Diabetes is an epidemic with profound impacts on quality of life, productivity, and health care costs. Currently there are over 25.8 million Americans with diabetes or pre-diabetes, which works out to approximately 8.3 percent of the population. Statistics also show that the number of diabetes patients is increasing by 5 percent per year and that one in three Americans born in 2000 will likely develop diabetes in his or her lifetime. In just the 10-year period from 1997 to 2007, the annual cost of diabetes in medical expenditures and lost productivity climbed from $98 billion to $174 billion, and the direct medical costs of diabetes almost tripled in that time, from $44 billion to $116 billion (www.diabetes.org).


Diabetes destroys axons

Diabetes comes in two forms: type 1, which usually begins in childhood and is the result of destruction of critical insulin-secreting cells in the pancreas, and type 2, the form that is rapidly increasing in prevalence as the American population becomes more obese. The destruction of insulin-secreting cells in the pancreas, and severe obesity and the dysregulation of metabolism, cause failure of the body’s glucose regulatory mechanisms. This results in persistent increased blood glucose. Persistent elevated blood glucose that is not properly regulated by insulin damages many tissues, and is associated with the development of debilitating complications that affect the eyes, kidneys, heart, and particularly, the nerves. Almost every person with diabetes will experience at least one of these complications during his or her lifetime.

Despite the high prevalence and the dire need for interventions to assist the growing diabetic population, there are no treatments for diabetic complications and little is known about how and why they occur.


Multiple re-growing axons (M) are the result of nerve recovery following damage by diabetes.

The most common complication of diabetes is nerve damage in the feet, which is initially characterized by intense pain and abnormal sensations of heat, cold, or prickling. This pain is caused by the damaging effects of high blood glucose on peripheral nerves, and is followed over time with numbness and loss of sensation as peripheral nerves die. Pain sensations in the limbs serve to protect the body, and once patients’ nerves die and no longer send signals to the brain, patients become at high risk for undetected limb injuries. These injuries can lead to cutaneous ulcers, infections, tissue death, and lower-limb amputations.

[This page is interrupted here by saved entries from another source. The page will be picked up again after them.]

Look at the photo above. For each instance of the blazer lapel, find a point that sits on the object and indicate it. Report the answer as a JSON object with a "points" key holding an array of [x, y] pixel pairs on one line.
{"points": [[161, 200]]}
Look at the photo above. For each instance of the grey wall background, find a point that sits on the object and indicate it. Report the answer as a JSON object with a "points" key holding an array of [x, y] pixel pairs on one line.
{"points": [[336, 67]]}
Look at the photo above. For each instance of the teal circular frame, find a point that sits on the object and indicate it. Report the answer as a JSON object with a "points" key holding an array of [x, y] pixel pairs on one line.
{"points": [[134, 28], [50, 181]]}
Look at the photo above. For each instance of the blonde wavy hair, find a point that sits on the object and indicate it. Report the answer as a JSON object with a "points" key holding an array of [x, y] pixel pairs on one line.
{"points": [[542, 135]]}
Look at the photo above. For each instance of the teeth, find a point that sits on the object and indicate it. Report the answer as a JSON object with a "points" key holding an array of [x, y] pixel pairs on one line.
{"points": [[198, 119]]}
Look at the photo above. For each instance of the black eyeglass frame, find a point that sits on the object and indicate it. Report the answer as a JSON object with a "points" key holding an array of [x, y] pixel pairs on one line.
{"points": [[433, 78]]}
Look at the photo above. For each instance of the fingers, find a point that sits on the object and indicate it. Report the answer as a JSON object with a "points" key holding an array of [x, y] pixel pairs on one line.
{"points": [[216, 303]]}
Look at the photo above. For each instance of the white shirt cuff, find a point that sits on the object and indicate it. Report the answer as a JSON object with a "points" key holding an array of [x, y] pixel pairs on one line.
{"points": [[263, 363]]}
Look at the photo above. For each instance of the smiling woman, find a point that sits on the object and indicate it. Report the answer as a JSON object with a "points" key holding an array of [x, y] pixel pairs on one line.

The PNR&D is attacking this huge health problem in many ways. Our scientists are discovering how high blood sugar injures nerves, why this causes pain, and how over time diabetes destroys the nerves. By using animals with diabetes, simulating the insults that nerve cells undergo with diabetes in cultured cells, and studying neuronal changes in patients with diabetic neuropathy, we have discovered some of the key mechanistic pathways involved in neuronal injury during diabetes. These pathways have become the subjects for development of new, groundbreaking therapies.